A strong Oscar speech has many rewards

When I watch the Academy Awards on February 27, my focus will stray from fashion or wondering why Ricky Gervais isn't hosting the show.

When I watch the Academy Awards on February 27, my focus will stray from fashion or wondering why Ricky Gervais isn't hosting the show. (Actually, I probably will think about that. He was brilliant at the Golden Globes, wasn't he? Oops. Talk about straying.) I'll be fixated on the acceptance speeches.

In my February issue print column, I offered Martin Luther King's famous “I Have a Dream” speech, as well as President Obama's recent oratory tour de force in Tucson, AZ, as examples of the communications impact speeches can possess.

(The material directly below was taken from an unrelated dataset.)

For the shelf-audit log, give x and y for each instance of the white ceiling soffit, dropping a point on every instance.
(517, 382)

Obviously, Oscar speeches are not in the stratosphere of importance as the two I highlight above. However, in the world of personal brands – something actors should seriously consider – these are unique opportunities to connect with the public. Conversely, they could be harmful to any reputation if butchered badly enough on some level.

Let's take a trip back to 2001. Julia Roberts won her only Best Actress Oscar for Erin Brockovich. Upon accepting the accolade, she laughed incessantly. Hyena-like guffawing. What was so funny? I still haven't a clue.

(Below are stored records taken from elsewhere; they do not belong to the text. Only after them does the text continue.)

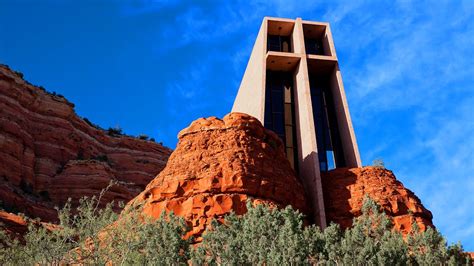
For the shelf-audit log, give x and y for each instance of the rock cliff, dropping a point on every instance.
(48, 153)
(344, 190)
(217, 166)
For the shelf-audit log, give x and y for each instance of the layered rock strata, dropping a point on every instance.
(48, 153)
(217, 166)
(344, 191)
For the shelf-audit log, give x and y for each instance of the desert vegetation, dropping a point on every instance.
(263, 236)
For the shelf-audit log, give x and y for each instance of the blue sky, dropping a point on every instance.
(154, 66)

A bit later, she wanted to continue speaking past her allotted time. It is common for Academy Award winners to run long with speeches. In such cases, the show orchestra is instructed to start playing to prompt the celebrity to wrap it up quickly. Roberts was having none of that, which is actually fine, except calling the conductor “Stick Man” and telling him to put his stick down is not exactly the most respectful way to do it. Overall, she came off as incredibly aloof and entitled.

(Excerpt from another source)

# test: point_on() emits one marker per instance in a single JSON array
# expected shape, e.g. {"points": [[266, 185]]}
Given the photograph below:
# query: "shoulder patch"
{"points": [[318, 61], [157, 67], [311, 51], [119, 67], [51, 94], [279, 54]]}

As a quick contrast, when Adrien Brody won his Best Actor Oscar in 2003 for The Pianist, he also requested more time to speak. His words were along the lines of: “Cut it. I'll only get one shot at this, so…” Ah, humility. And he didn't insult anyone.

My favorite speech was in 2005, when Jamie Foxx won Best Actor for Ray. He teared up, but just a little. He acknowledged the importance of the moment to him as an African American, but he did not dwell. He was genuinely funny, but appropriately so. His best line, though, was thanking his daughter, who was sitting next to him the whole evening, for telling him just before the winner was announced that “he was still good” no matter the outcome.

Foxx owned Hollywood's elite for that moment, but he was relatable to the general public. And though he surely prepared words before the event, he came off as refreshingly natural. That performance was nearly as powerful as the one for which he won the honor. For our purposes, perhaps it was even better.